Corresponding Author Email: 
lixun@sisu.edu.cn
Page: 
1055-1060
|
DOI: 
https://doi.org/10.18280/ts.370618
Received: 
19 June 2020
|
Revised: 
19 September 2020
|
Accepted: 
28 September 2020
|
Available online: 
31 December 2020
| Citation

© 2020 IIETA. This article is published by IIETA and is licensed under the CC BY 4.0 license (http://creativecommons.org/licenses/by/4.0/).

OPEN ACCESS

Abstract: 

The boom of global economy has caused an explosive growth in the issuance and use of financial instruments. Traditionally, the financial instruments are recognized and classified manually, which increases the burden of financial staff and consumes lots of financial time. To solve the problems, this paper designs a convolutional neural network (CNN) for classification of financial instruments, covering components like traditional CNN, shallow convolutional layers, and cropping structure. Then, the momentum weight update was combined with weight attenuation to accelerate the model learning. In addition, the authors designed a preprocessing method for rapid pixel-level adjustment of financial instruments, enabling the proposed CNN to classify financial instruments of various sizes. Experiments show that our CNN can identify various financial instruments, and classify them at an accuracy as high as 96%.

Keywords: 

financial instruments, convolutional neural network (CNN), image classification, momentum weight update, weight attenuation

1. Introduction

The computing power explosion has promoted the application of computer vision in various fields [1, 2]. One of the important application fields is the identification and classification of financial instruments [3]. Traditionally, these instruments are identified and classified manually by financial personnel in the following steps: First, various types of financial instruments are classified manually, including VAT (ordinary bills, electronic bills, special bills), bank receipts, toll bills (road invoice, charges, highway tolls). Then, the basic information of these financial products is manually input to the financial software to generate the corresponding accounting slip. After that, the accounting vouchers were attached to each financial instrument in turn; Finally, the financial personnel check and confirm the classification three to four times [4, 5]. The above method is undoubtedly inefficient. Considering the diversity and sheer number of financial instruments nowadays, the manual method will incur a heavy workload, and consume too much time in image classification [6, 7].

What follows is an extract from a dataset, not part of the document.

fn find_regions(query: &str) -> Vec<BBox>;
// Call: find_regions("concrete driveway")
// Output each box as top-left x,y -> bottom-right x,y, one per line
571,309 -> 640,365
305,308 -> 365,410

The traditional methods for image feature extraction mainly adopt such techniques as intensity histogram, feature-based filter, scale-invariant feature transform (SIFT), local binary pattern (LBP), and support vector machine (SVM) [8]. These techniques cannot accurately recognize images with highly complex scenes, and require a long time for model learning. As a computer vision technique, convolutional neural network (CNN) has achieved a good performance in image classification, due to its ability to describe and extract features.

For many years, artificial neural networks (ANNs) have been widely used to solve image classification and complex classification problems. The CNN is one of the most successful ANNs, because it has good performance in handling many problems of image classification. The defining feature of the CNN is the use of convolutional layers, which truthfully simulates the optic nerves of human. Each node can only respond to a specific image feature, such as horizontal or vertical edges. These simple nodes are arranged layer by layer. Sufficient features can be acquired by enough layers of nodes. Mimicking the human vision mechanism, the CNN boasts a good effect on image recognition. In some innovative applications, such as traffic sign detection, CNN-based systems are better than human vision in benchmark tests [9].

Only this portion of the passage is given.